Ismail Joubert (7 December 1920 – 23 December 2002), commonly known as Tatamkhulu Afrika, which is Xhosa for Grandfather Africa, was a South African poet and writer. His first novel, Broken Earth was published when he was seventeen (under his "Methodist name"), but it was over fifty years until his next publication, a collection of verse entitled Nine Lives.

He won numerous literary awards including the gold Molteno Award for lifetime services to South African literature, and in 1996 his works were translated into French. His autobiography, Mr Chameleon, was published posthumously in 2005.

Biography
Tatamkhulu Afrika was born Mogamed Fu'ad Nasif in Egypt to an Egyptian father and a Turkish mother, and came to South Africa as a very young child. Both his parents died of flu, and he was fostered by family friends under the name John Carlton.

He fought in World War II in the North African campaign and was captured at Tobruk. His experiences as a prisoner of war featured prominently in his writing. After World War II he left his foster family and went to Namibia (then South-West Africa), where he was fostered by an Afrikaans family, taking his third legal name of Jozua Joubert.

In 1964 he converted to Islam, legally changed his name to Ismail Joubert, and spent some time in prison.
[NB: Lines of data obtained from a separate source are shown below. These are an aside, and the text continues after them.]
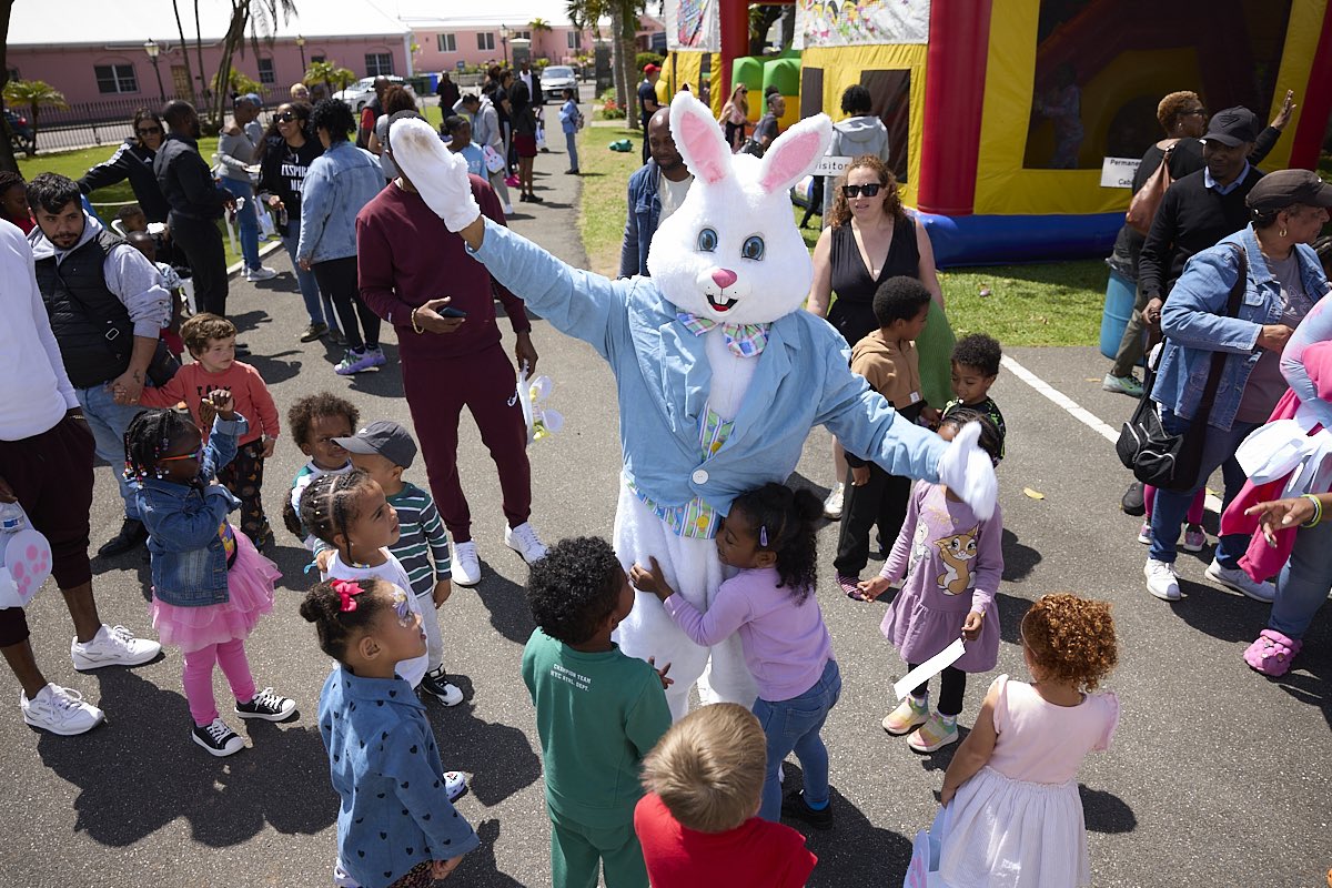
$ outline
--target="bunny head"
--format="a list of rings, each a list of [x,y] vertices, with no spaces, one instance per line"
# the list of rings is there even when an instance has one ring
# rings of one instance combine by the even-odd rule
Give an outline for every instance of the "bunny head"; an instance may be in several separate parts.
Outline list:
[[[670,128],[694,184],[653,236],[647,270],[662,294],[725,324],[766,324],[799,309],[814,265],[789,189],[827,150],[827,116],[791,126],[762,160],[731,154],[707,105],[689,93],[671,100]]]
It was here that he first experienced forms of homosexual sex being employed in a state context to intimidate political prisoners, which would go on to become a major theme of his later literary work, as tensions between homophobia and homoeroticism feature largely.
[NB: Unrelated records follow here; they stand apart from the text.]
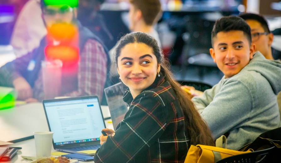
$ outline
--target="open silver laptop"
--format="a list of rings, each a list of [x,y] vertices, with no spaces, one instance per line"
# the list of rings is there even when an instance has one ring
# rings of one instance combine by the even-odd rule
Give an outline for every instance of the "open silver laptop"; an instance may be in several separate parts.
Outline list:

He lived in Cape Town's District 6, a mixed race inner-city community. District 6 was declared a "whites only" area in the 1960s and the community was destroyed. With an Arab father and a Turkish mother, Afrika could have been classified as a "white", but refused as a matter of principle. He founded Al-Jihaad to oppose the destruction of District Six and apartheid in general, and when this became affiliated with the African National Congress' armed wing, Umkhonto We Sizwe, he was given the praise name of Tatamkhulu Afrika, which he adopted until he died.

In 1987 he was arrested for terrorism and banned from speaking or writing in public for five years, although he continued writing under the name of Tatamkhulu Afrika. He was imprisoned in the same prison as Nelson Mandela and was released in 1992.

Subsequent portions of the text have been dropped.